Kemble looks forward to becoming a veterinarian. But she admits she wasn't always interested in science. “My teacher told me ‘You're good at this,' and I found out I really liked science.” This year she got an A+ in science.

Kacie Joe Schumacher, a ninth grade student at North Judson/San Pierre High School, wants to become a nurse. Her mother, who attended Purdue North Central, is a nurse.

“I always thought that being a nurse would be cool,” she said. The camp “reinforces what I want to do.”

One of her favorite exercises was growing yogurt cultures in the class.

Collecting crime scene evidence hit home with Bertha Tolson, a North Judson San Pierre seventh grader.

“I want to be a crime scene investigator,” she said, as she quickly explained how bones are analyzed in the lab. “I've liked science since the first grade. I think it is interesting. There is so much involved.”

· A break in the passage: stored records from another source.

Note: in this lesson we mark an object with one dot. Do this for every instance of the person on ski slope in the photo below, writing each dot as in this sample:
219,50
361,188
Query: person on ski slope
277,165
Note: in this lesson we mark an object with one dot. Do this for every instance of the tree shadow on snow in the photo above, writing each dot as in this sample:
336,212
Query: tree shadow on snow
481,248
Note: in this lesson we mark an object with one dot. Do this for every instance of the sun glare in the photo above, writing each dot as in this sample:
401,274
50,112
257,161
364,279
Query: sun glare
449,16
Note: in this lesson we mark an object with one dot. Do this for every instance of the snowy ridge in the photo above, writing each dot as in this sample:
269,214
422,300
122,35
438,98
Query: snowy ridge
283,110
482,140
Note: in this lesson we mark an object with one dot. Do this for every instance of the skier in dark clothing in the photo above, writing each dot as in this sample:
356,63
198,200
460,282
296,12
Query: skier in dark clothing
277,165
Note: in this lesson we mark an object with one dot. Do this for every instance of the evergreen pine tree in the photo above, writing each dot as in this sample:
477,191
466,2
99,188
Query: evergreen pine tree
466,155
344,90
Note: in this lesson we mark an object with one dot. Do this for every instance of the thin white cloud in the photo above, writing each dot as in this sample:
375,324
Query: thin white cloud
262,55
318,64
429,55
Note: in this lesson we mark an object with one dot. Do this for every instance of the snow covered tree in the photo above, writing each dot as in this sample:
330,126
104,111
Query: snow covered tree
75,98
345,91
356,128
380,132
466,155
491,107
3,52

Other subjects that Marthakis covered in the camp included the human body, blood and the circulatory system, bacteria and communicable disease, human anatomy, DNA and crime scene analysis. They also studied their own DNA and made a small DNA model that they could make into a necklace. Another exercise saw the students study an epidemic and determine exactly who was “person zero” and the root of the outbreak.

Before the start of every learning activity, the students take a pre-quiz. Afterwards they take the same quiz again to determine just how much they learned. “They know a lot coming in, but they also learn a tremendous amount while they're here, too,” said Marthakis. “It's a lot of fun.”